Chau is a fifth-year PhD student in Northwestern's Technology and Social Behavior program and member of the NU-PATH Lab, advised by Maia Jacobs, assistant professor of computer science at Northwestern Engineering and assistant professor of preventive medicine at Northwestern’s Feinberg School of Medicine.

Chau was named a 2025 Rising Star in EECS, earned a Best Paper Honorable Mention Award at CHI 2025, and was awarded a Health Equity Scholars Program Scholarship by AcademyHealth. Prior to joining Northwestern, Chau earned a master's degree in HCI and a bachelor’s degree in humanities and art with a second major in HCI, all from Carnegie Mellon University.

Ziyi Guo investigates AI for system security and techniques for vulnerability exploitation and repair

Ziyi GuoGuo, a third-year PhD student in computer science, won a Google PhD Fellowship in privacy, safety, and security.

He aims to develop a comprehensive understanding of the advantages and disadvantages of AI for system and software security, including examining the capabilities of deploying large language models for offensive and defensive security strategies.

“We hope our insights can facilitate progress in both fields: security and AI,” Guo said.

Guo is excited to gain perspective from his Google Research Mentor on the types of impactful research questions industry is prioritizing.

Guo is co-advised by professor of computer science Yan Chen with Xinyu Xing, associate professor of computer science at Northwestern Engineering. Guo earned a bachelor’s degree from Sichuan University in 2023.

Gefei Tan designs efficient cryptographic protocols to make AI models provably trustworthy and safe

Gefei TanTan, a third-year PhD student in computer science, won a Google PhD Fellowship in privacy, safety, and security. His research focuses on a critical challenge in AI: how can we trust black-box machine learning models without seeing their proprietary training data or training process?

To address this challenge, Tan has been working on a new zero-knowledge proof framework, which shifts the model verification paradigm from proving the entire training process step-by-step to directly certifying the optimality of the final model.

“This proof-of-optimality method is not only much more efficient, but it also prevents attacks where an adversary could use a crafted random seed to inject bias into the model, a vulnerability that prior methods failed to detect,” Tan said. “Our new approach provides a direct, quantitative guarantee on the final model quality.”

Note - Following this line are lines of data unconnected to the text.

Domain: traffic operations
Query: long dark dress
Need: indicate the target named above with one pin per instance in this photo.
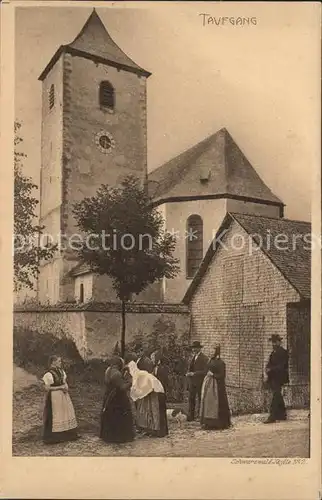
(214, 408)
(59, 418)
(117, 424)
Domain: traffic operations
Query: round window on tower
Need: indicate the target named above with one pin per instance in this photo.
(104, 141)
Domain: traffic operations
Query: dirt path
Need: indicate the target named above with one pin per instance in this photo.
(247, 438)
(22, 379)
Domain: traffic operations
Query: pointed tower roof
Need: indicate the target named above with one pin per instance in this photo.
(215, 167)
(94, 42)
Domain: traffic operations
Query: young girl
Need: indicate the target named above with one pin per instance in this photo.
(59, 416)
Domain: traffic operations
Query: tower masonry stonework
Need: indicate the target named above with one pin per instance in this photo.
(94, 132)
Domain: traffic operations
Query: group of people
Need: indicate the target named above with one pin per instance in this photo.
(135, 395)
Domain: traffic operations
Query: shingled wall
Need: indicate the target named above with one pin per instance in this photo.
(240, 302)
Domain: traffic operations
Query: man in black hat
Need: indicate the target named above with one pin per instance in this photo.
(197, 371)
(277, 376)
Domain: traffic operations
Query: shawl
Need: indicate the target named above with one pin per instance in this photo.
(143, 382)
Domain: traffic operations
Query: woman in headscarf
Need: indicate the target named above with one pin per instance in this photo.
(116, 417)
(214, 407)
(148, 394)
(59, 415)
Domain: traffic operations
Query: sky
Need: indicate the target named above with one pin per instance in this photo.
(260, 81)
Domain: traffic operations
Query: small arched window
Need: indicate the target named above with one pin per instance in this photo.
(52, 96)
(194, 244)
(107, 95)
(81, 293)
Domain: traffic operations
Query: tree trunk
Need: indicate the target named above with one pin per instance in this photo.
(123, 330)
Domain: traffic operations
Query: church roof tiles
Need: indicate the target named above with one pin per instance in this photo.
(291, 254)
(214, 167)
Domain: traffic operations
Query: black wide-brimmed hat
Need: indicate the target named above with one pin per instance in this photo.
(275, 337)
(196, 343)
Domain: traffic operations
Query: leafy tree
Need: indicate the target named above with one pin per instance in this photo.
(124, 239)
(27, 251)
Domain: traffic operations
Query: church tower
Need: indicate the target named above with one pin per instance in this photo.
(94, 132)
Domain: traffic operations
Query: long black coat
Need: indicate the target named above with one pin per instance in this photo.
(199, 367)
(277, 367)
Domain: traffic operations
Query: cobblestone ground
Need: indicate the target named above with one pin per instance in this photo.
(248, 437)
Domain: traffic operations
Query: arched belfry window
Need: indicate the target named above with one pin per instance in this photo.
(107, 95)
(194, 244)
(52, 96)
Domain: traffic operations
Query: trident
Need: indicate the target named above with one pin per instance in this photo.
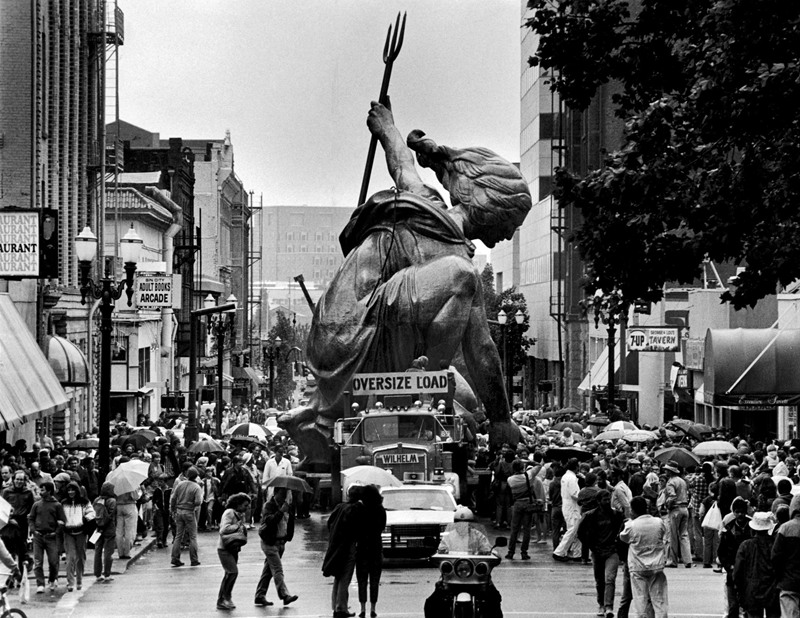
(390, 52)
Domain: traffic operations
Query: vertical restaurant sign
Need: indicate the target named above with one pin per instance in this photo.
(19, 243)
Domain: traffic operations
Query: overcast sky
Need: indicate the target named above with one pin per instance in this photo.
(292, 80)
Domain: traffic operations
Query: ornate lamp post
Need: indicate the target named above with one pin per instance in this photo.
(219, 323)
(271, 349)
(107, 290)
(502, 320)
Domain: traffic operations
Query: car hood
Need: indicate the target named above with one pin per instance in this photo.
(394, 518)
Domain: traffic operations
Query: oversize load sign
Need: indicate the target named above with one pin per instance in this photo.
(19, 244)
(408, 383)
(653, 339)
(153, 290)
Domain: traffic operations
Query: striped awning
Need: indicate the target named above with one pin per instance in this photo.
(29, 389)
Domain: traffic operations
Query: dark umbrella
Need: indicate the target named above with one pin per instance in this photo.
(206, 446)
(85, 443)
(139, 441)
(677, 455)
(571, 424)
(292, 483)
(562, 453)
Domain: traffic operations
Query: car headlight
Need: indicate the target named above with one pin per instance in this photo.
(463, 568)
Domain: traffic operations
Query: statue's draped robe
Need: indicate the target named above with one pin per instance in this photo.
(368, 319)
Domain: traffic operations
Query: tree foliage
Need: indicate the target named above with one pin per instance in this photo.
(509, 301)
(709, 91)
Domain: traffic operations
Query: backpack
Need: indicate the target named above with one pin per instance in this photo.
(100, 513)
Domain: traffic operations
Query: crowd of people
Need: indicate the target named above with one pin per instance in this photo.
(640, 508)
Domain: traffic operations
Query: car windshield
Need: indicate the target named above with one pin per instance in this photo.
(411, 500)
(409, 427)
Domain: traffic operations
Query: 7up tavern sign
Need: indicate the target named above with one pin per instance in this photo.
(653, 339)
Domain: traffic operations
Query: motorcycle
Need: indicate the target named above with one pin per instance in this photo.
(466, 579)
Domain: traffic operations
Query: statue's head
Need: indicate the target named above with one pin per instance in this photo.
(491, 192)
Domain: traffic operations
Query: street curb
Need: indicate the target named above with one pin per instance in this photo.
(66, 605)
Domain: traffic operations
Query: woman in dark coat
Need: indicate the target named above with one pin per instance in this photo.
(369, 553)
(344, 526)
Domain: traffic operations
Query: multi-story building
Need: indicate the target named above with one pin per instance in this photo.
(52, 103)
(302, 240)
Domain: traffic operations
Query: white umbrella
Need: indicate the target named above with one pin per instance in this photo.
(714, 447)
(623, 425)
(127, 476)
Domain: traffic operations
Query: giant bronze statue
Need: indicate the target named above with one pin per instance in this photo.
(408, 287)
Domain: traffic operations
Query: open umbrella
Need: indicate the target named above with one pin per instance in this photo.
(206, 446)
(139, 441)
(571, 424)
(128, 476)
(611, 434)
(292, 483)
(84, 444)
(676, 455)
(369, 475)
(714, 447)
(562, 453)
(250, 429)
(639, 435)
(623, 425)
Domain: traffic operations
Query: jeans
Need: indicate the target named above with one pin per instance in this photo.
(570, 546)
(368, 575)
(127, 518)
(790, 604)
(340, 595)
(45, 544)
(75, 546)
(229, 561)
(273, 569)
(605, 577)
(679, 536)
(710, 545)
(186, 524)
(520, 518)
(649, 587)
(104, 555)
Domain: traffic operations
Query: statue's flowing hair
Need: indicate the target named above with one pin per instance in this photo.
(491, 189)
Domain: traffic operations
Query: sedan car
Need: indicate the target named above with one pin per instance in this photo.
(416, 516)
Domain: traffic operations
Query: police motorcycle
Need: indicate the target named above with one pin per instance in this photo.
(465, 589)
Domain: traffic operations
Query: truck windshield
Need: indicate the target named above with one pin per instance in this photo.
(392, 428)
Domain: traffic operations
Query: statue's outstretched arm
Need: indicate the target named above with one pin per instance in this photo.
(399, 158)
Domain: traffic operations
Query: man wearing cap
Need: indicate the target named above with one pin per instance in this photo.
(753, 573)
(786, 561)
(735, 530)
(677, 503)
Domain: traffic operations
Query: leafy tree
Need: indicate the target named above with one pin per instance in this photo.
(709, 91)
(509, 301)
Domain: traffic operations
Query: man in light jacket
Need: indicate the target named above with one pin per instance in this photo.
(646, 537)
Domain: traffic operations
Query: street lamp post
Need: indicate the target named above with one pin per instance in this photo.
(107, 291)
(220, 323)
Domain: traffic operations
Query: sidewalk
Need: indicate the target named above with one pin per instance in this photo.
(63, 603)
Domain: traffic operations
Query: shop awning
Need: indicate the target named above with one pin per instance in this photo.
(773, 380)
(67, 361)
(598, 376)
(29, 389)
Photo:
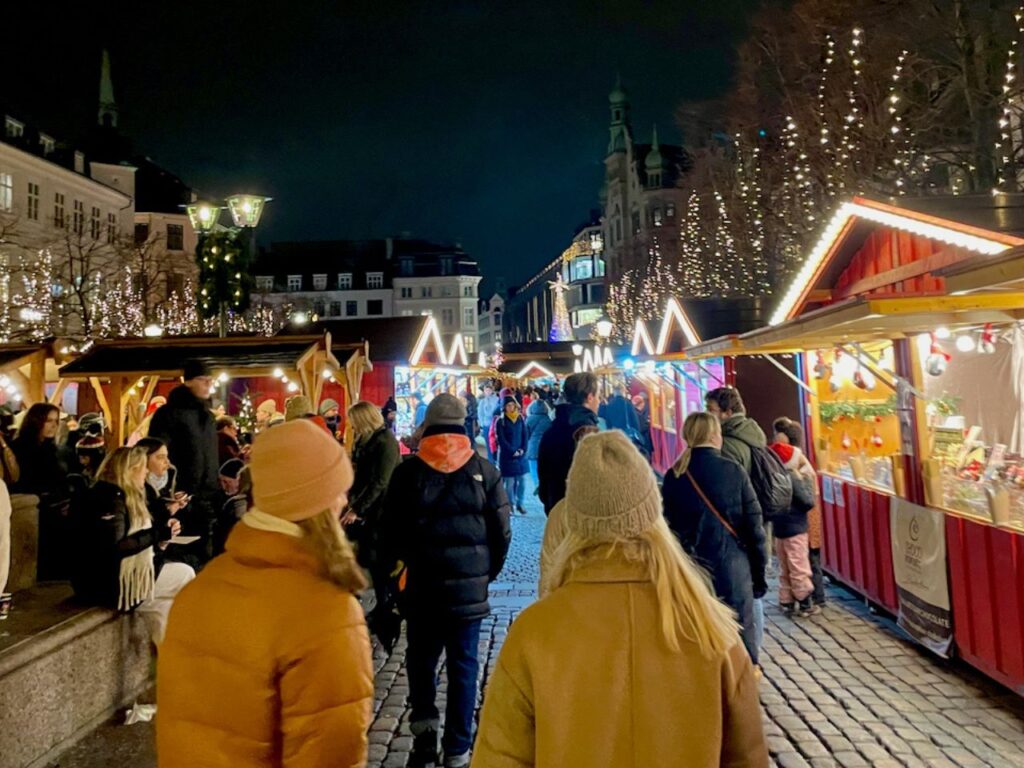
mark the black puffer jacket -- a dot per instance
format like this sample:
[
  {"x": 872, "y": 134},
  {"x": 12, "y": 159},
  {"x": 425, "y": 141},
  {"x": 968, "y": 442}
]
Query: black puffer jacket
[
  {"x": 736, "y": 567},
  {"x": 102, "y": 541},
  {"x": 187, "y": 427},
  {"x": 450, "y": 527},
  {"x": 557, "y": 449}
]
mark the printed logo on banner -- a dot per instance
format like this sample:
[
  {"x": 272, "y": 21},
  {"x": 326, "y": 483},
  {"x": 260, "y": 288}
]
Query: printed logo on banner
[{"x": 920, "y": 566}]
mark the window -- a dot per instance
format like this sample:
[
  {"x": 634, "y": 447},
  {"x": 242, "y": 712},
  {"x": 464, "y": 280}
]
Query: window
[
  {"x": 33, "y": 209},
  {"x": 58, "y": 210},
  {"x": 13, "y": 128},
  {"x": 175, "y": 238},
  {"x": 6, "y": 192}
]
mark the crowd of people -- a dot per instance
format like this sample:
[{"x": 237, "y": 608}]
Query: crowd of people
[{"x": 248, "y": 560}]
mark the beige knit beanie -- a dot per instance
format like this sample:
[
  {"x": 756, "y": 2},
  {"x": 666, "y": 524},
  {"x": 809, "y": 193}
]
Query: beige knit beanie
[
  {"x": 610, "y": 491},
  {"x": 298, "y": 470}
]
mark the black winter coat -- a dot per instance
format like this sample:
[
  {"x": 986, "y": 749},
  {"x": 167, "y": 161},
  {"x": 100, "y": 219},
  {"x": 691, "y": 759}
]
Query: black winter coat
[
  {"x": 452, "y": 530},
  {"x": 554, "y": 457},
  {"x": 794, "y": 522},
  {"x": 103, "y": 541},
  {"x": 736, "y": 566},
  {"x": 188, "y": 428}
]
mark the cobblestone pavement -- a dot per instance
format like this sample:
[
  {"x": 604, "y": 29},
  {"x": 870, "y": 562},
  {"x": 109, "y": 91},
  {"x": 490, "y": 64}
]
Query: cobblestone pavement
[{"x": 842, "y": 688}]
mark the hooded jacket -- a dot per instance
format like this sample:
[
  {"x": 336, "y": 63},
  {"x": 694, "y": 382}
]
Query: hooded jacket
[
  {"x": 538, "y": 422},
  {"x": 446, "y": 518},
  {"x": 265, "y": 664},
  {"x": 554, "y": 457},
  {"x": 586, "y": 679},
  {"x": 739, "y": 433},
  {"x": 189, "y": 430}
]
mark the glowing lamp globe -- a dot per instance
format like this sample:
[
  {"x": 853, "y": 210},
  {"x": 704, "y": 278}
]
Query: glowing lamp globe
[
  {"x": 246, "y": 209},
  {"x": 203, "y": 216}
]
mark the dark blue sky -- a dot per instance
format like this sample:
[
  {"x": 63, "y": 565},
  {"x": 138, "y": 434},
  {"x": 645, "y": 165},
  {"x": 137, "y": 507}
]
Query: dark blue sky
[{"x": 482, "y": 122}]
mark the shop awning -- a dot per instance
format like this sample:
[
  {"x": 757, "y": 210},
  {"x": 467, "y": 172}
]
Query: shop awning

With the support of the fellowship, Tan aims to advance this foundational work by building a practical cryptographic toolkit that allows tech companies to prove their production models are safe and effective without revealing private data or proprietary model parameters. He plans to design new cryptographic techniques to make verification efficient for more complex, large-scale architectures as well as expand the framework to detect more sophisticated flaws, such as hidden backdoors and other vulnerabilities.

“I am incredibly honored to receive the Google PhD Fellowship,” Tan said. “My research aims to build a future where machine learning models are not just powerful, but also provably trustworthy and safe. The Google Fellowship validates that this is a shared goal with researchers at Google, and I'm looking forward to the collaboration to help make privacy-preserving, verifiable machine learning a practical reality.”

Tan is co-advised by Xiao Wang, associate professor of computer science at Northwestern Engineering, and Ning Luo (University of Illinois Urbana-Champaign), a former Northwestern Computer Science postdoctoral fellow. Tan earned a bachelor’s degree in computer science from Beijing University of Technology.